Marine Le Pen, formerly of France’s National Front, could well be the country’s next president, while in the Netherlands the far right Geert Wilders’ party is seeking to lead the next coalition government, having won the most seats in a recent general election.
I hope such cases remind politicians that there is more to politics than just managing the economy and hoping the public keep their noses out. Yes, people want affordable houses and a working health service. But it’s not all they want.
Loyalty test.

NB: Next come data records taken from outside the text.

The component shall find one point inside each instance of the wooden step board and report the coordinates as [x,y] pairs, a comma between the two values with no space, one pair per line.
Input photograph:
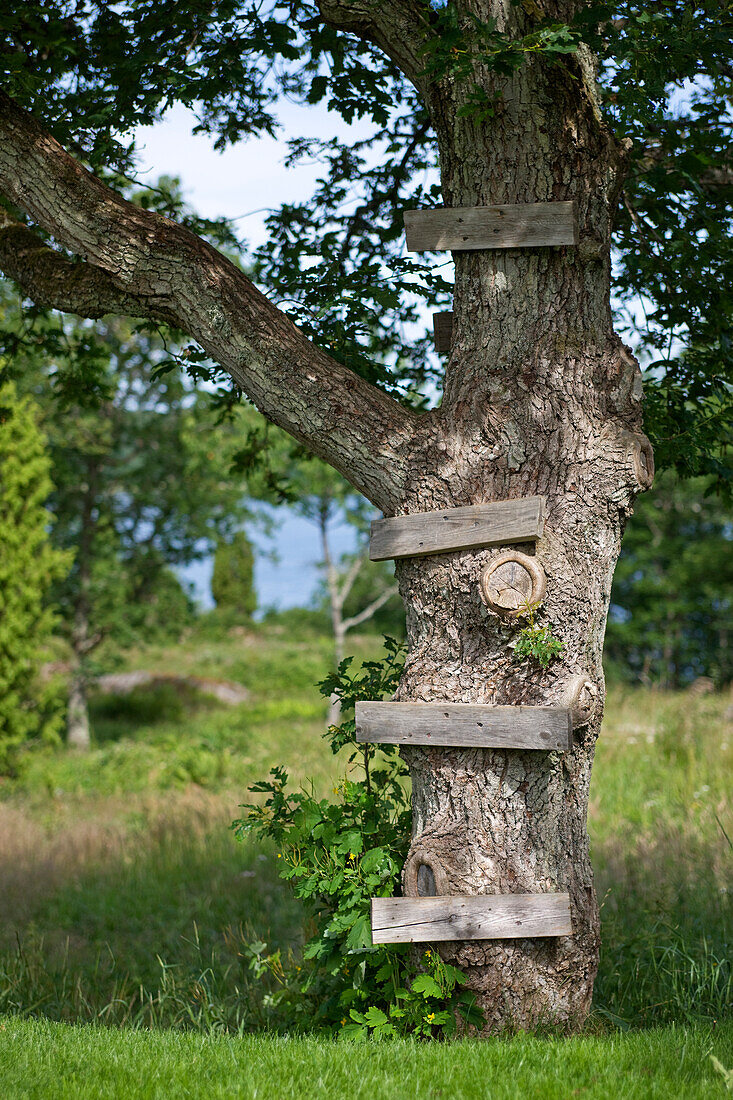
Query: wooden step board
[502,523]
[485,916]
[442,331]
[523,226]
[466,725]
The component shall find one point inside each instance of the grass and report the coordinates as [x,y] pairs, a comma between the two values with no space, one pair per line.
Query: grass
[126,900]
[42,1060]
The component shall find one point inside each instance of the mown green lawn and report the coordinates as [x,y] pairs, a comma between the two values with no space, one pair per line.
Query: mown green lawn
[43,1060]
[124,900]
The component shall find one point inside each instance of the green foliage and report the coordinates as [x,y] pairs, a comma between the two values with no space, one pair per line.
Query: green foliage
[671,601]
[338,855]
[536,642]
[29,565]
[232,582]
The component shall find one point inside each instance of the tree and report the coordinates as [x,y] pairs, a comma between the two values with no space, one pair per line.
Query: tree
[29,565]
[138,488]
[323,496]
[232,581]
[538,395]
[671,602]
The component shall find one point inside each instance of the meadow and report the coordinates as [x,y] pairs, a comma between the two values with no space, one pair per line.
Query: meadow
[126,900]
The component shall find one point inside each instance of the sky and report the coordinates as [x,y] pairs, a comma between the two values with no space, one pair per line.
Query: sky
[242,183]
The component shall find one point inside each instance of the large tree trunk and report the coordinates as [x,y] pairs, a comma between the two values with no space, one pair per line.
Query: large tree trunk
[540,398]
[83,642]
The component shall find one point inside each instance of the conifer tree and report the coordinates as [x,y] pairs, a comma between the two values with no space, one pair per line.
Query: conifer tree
[232,582]
[29,564]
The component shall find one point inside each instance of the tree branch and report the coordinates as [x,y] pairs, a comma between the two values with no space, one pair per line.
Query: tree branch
[162,270]
[370,609]
[400,28]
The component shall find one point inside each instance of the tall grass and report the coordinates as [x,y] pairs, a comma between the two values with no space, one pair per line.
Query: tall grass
[123,898]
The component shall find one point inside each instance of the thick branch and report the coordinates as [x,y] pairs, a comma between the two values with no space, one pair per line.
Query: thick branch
[162,270]
[400,28]
[55,282]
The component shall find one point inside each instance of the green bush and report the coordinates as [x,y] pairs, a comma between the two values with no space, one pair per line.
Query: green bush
[232,581]
[338,855]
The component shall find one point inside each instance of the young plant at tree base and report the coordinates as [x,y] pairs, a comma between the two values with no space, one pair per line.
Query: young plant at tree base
[338,855]
[536,642]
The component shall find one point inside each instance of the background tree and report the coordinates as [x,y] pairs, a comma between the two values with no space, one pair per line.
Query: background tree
[232,580]
[138,487]
[671,603]
[622,110]
[29,565]
[354,589]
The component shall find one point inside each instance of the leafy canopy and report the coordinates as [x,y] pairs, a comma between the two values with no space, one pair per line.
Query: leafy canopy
[94,72]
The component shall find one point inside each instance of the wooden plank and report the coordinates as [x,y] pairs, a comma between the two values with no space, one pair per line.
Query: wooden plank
[442,331]
[502,523]
[523,226]
[466,725]
[485,916]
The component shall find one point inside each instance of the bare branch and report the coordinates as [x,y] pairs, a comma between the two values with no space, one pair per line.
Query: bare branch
[351,575]
[163,270]
[400,28]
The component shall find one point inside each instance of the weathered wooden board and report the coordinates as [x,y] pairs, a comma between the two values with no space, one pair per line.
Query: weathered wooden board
[479,525]
[485,916]
[442,331]
[524,226]
[466,725]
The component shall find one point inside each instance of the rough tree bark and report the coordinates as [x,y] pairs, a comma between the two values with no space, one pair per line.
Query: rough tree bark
[540,397]
[339,587]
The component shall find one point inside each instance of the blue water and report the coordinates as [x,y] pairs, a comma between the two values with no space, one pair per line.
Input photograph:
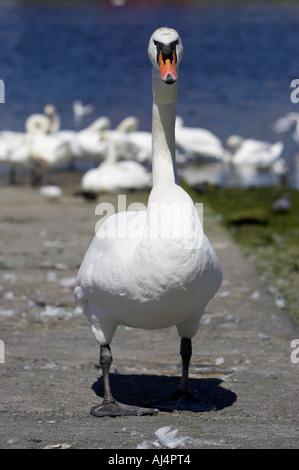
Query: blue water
[239,61]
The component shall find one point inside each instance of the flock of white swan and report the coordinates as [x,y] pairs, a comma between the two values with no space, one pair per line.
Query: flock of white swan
[167,273]
[123,155]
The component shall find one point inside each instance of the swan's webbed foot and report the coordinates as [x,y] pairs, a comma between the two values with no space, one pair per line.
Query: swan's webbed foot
[119,409]
[183,401]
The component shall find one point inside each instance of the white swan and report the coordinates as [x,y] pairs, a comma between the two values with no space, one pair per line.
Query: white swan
[155,268]
[80,110]
[115,176]
[46,123]
[252,152]
[290,122]
[88,143]
[50,151]
[197,143]
[15,152]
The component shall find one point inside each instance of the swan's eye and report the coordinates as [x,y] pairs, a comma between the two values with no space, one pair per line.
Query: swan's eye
[167,50]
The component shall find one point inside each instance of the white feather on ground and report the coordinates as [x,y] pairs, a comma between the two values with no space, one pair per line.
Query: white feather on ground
[168,438]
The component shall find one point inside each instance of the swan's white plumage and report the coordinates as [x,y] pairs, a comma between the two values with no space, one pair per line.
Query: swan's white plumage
[165,271]
[113,175]
[253,152]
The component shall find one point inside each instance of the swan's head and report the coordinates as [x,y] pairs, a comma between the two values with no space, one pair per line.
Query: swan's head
[49,110]
[233,143]
[165,51]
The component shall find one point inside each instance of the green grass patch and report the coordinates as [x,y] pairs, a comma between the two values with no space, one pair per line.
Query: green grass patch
[270,240]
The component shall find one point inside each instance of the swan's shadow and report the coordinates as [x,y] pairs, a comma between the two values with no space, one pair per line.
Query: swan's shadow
[142,389]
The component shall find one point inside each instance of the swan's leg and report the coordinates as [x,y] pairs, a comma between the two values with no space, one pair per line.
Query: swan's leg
[109,406]
[12,175]
[186,353]
[183,399]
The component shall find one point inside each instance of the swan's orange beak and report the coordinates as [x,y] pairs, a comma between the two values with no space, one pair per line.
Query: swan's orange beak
[167,68]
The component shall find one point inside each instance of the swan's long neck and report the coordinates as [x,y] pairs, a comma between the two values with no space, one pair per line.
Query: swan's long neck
[163,130]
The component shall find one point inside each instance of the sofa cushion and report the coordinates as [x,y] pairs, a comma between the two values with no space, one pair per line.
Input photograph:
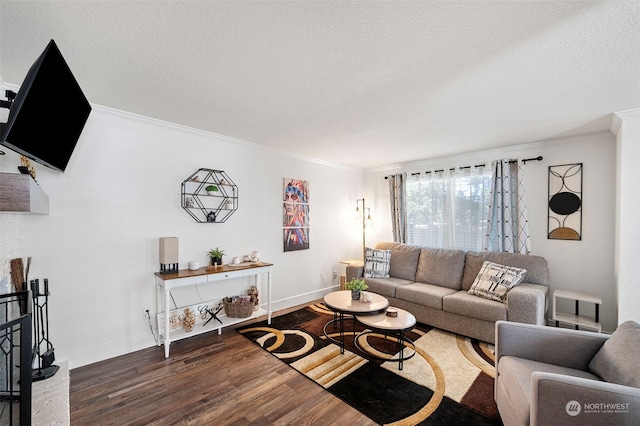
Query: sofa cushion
[441,267]
[385,286]
[536,266]
[494,281]
[468,305]
[424,294]
[404,259]
[515,379]
[376,263]
[616,361]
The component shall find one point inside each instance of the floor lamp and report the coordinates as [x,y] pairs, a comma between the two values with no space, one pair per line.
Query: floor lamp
[366,219]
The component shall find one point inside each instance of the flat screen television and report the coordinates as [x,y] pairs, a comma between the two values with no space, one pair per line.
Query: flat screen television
[48,113]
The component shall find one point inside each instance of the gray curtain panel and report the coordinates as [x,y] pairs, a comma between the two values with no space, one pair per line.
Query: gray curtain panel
[398,204]
[508,229]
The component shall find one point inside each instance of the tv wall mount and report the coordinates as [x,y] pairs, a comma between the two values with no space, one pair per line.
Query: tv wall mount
[11,95]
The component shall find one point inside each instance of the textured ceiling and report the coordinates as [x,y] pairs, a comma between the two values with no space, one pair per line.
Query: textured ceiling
[360,83]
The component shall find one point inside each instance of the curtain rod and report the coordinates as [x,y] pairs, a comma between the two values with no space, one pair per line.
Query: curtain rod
[524,161]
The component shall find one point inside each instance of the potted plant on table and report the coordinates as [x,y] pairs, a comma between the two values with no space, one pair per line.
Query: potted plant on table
[216,256]
[356,285]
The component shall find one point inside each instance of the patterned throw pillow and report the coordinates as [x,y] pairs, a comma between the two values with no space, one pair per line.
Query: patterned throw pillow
[376,263]
[494,281]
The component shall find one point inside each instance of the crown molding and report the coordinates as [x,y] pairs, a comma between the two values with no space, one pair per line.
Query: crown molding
[619,117]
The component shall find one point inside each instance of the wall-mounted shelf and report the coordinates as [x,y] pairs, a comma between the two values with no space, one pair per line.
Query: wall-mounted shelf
[209,206]
[21,194]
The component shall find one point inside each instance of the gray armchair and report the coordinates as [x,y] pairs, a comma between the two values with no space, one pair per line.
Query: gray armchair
[556,376]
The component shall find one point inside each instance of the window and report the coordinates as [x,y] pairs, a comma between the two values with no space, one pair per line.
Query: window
[449,209]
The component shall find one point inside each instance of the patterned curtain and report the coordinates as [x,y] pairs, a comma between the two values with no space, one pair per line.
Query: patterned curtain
[508,229]
[398,203]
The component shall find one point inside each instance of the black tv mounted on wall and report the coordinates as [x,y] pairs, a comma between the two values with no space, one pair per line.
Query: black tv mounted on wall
[48,113]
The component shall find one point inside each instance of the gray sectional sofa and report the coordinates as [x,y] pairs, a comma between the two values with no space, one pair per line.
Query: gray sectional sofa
[555,376]
[433,285]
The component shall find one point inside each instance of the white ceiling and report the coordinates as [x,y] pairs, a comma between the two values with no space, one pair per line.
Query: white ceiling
[360,83]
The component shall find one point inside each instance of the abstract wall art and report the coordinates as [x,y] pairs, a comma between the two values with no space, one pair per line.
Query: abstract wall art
[296,214]
[565,202]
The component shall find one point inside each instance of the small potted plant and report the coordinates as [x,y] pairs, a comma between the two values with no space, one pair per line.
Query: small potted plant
[211,189]
[216,256]
[356,285]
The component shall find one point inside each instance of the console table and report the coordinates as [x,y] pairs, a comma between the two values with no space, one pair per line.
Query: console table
[185,277]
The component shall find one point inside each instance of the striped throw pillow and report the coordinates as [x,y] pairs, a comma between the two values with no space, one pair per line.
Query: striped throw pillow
[377,263]
[494,281]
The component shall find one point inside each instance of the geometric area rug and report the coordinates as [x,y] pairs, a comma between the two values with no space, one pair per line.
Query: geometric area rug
[449,380]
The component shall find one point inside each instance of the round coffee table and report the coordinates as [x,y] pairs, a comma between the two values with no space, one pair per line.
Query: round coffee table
[389,326]
[341,304]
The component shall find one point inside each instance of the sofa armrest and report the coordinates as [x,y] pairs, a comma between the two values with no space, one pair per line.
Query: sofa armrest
[558,399]
[556,346]
[355,270]
[527,303]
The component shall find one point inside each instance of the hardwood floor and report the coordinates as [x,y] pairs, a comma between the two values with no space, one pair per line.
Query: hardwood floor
[207,380]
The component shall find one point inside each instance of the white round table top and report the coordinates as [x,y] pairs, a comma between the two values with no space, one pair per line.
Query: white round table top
[403,321]
[340,301]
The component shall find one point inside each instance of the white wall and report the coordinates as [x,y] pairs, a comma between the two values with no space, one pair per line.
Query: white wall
[586,265]
[121,192]
[628,206]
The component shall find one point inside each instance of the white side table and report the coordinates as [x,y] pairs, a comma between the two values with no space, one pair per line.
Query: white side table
[576,319]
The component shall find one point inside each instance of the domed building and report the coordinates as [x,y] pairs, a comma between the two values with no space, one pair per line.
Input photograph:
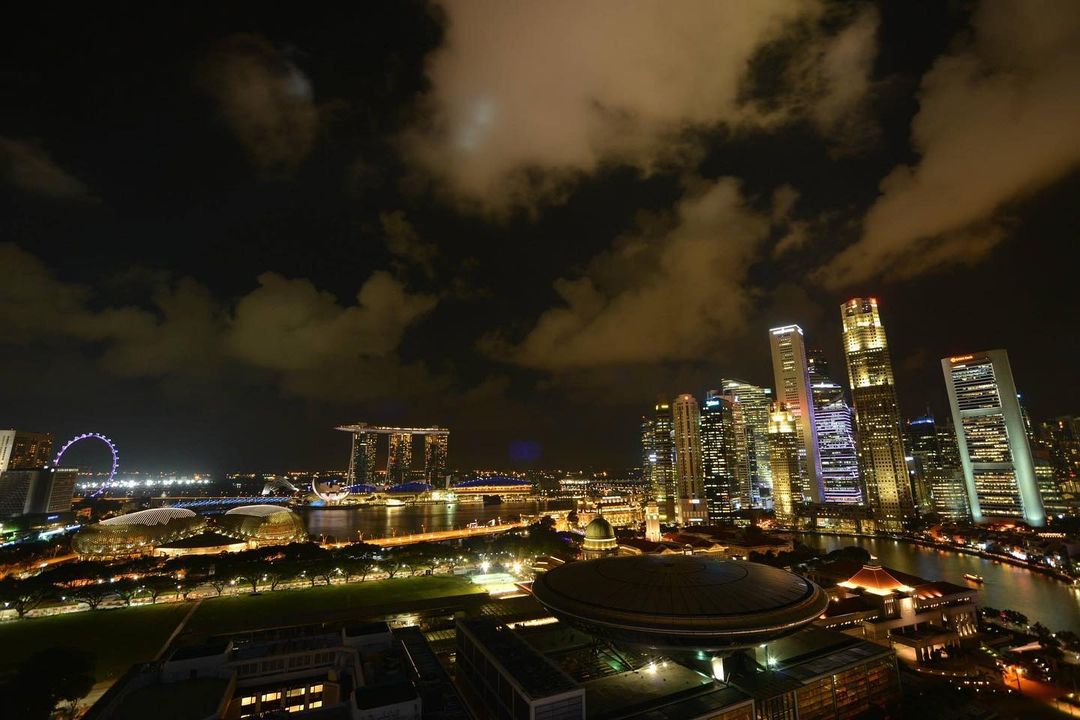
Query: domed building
[136,533]
[599,540]
[262,525]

In a return to Grocer themes, I wrote for CapX about the competition probe into supermarket loyalty pricing (linking special offers to loyalty cards) that has become common in the past year. The rolling investigation into whether food retailers are ripping people off seems unjustified to me – it’s a competitive industry – and a distraction from more fundamental issues about British food security.
There’s a piece to be written on whether government or opposition has ever recovered from similar poll numbers that currently face Rishi Sunak.
Stewart is plenty critical of the former prime minister elsewhere in the book.
Like Thanos I think a Labour win is inevitable. I think I’ll be voting Reform as I just can’t bring myself to vote Labour.
If they do get in I hope they prove me wrong.